Notes on neural network architecture design, comparison, scaling behavior, and inductive biases across model families.
Different architectural choices encode different inductive biases: how a model processes sequences, aggregates information, or shares parameters all shape what it can learn efficiently. Notes in this section cover the design, analysis, and comparison of neural network architectures, including how structural decisions affect scaling properties, expressivity, and generalization. The focus is on understanding architectures along axes beyond specific symmetry groups (which fall under geometric deep learning).
Can Recurrent Neural Networks Warp Time? (ICLR 2018)
Tallec and Ollivier show that requiring invariance to time transformations in recurrent models leads to gating mechanisms, recovering key LSTM components from first principles. They propose the chrono initialization for gate biases that improves learning of long-term dependencies.
Relational Inductive Biases in Deep Learning (2018)

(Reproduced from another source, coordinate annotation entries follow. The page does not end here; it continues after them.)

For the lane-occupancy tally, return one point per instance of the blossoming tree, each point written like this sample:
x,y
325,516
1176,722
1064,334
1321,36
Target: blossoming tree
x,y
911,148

Battaglia et al. argue that combinatorial generalization requires structured representations, systematically analyze the relational inductive biases in standard deep learning architectures (MLPs, CNNs, RNNs), and present the graph network as a unifying framework that generalizes and extends prior graph neural network approaches.

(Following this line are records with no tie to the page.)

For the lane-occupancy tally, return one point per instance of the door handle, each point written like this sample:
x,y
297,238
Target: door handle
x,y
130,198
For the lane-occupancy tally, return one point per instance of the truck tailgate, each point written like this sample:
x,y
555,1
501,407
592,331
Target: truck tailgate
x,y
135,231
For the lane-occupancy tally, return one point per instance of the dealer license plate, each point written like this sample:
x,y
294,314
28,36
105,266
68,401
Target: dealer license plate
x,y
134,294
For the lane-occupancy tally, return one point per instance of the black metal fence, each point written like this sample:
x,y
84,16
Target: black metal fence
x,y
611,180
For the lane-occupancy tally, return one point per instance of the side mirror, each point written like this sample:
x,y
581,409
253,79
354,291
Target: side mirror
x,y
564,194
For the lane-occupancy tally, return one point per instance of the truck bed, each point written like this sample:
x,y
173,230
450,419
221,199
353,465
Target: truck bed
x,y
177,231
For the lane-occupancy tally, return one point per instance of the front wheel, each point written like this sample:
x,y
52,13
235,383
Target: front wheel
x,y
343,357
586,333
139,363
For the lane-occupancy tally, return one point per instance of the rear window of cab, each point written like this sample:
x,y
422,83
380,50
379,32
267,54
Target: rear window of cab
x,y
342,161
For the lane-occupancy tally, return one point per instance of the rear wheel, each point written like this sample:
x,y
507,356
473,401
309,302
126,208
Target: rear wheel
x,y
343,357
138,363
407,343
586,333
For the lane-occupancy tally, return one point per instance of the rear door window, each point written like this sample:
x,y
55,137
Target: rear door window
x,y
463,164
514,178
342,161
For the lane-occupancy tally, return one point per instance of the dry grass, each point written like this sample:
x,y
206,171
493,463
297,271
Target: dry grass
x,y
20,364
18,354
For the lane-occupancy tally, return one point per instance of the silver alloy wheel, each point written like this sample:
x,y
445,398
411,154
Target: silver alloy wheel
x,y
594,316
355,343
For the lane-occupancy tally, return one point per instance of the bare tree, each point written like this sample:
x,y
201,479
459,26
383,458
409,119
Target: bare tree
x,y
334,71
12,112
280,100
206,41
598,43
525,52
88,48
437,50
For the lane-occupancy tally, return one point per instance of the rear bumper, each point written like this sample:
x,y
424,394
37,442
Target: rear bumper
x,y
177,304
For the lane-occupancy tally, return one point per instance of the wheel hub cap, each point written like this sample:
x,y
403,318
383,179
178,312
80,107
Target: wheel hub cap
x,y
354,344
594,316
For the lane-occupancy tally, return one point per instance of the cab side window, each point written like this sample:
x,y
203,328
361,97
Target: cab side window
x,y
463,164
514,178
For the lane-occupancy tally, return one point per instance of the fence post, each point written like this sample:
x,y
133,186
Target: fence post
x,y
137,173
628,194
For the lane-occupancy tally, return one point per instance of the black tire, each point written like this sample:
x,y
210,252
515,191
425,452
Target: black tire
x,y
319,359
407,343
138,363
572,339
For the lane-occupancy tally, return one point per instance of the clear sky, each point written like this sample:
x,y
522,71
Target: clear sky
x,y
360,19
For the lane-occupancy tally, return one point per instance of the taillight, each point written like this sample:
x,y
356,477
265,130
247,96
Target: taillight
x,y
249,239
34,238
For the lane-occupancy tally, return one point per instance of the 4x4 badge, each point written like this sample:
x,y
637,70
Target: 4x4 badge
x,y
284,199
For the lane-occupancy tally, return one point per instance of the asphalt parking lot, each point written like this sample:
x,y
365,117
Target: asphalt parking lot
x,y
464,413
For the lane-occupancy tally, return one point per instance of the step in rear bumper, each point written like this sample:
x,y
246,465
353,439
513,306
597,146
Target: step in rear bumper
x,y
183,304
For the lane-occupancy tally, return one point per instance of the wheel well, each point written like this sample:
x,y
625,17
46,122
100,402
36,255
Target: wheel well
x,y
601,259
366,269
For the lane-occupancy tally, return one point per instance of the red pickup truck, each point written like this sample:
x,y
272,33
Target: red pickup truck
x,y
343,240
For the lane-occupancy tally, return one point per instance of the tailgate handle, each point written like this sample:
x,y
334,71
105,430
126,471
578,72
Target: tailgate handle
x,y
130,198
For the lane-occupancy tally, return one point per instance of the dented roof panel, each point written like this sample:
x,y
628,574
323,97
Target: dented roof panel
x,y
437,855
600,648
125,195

Scaling Laws vs Model Architectures: Inductive Bias
Tay et al. systematically compare scaling laws across ten diverse architectures (Transformers, Switch Transformers, Performers, MLP-Mixers, and others), finding that the vanilla Transformer has the best scaling coefficient and that the best-performing architecture changes across compute regions.
The Quarks of Attention: Building Blocks of Attention
Baldi and Vershynin systematically classify the fundamental building blocks of attention (activation attention, output gating, synaptic gating) by source, target, and mechanism, then prove capacity bounds showing that gating introduces quadratic terms sparsely, gaining expressiveness without the full cost of polynomial activations.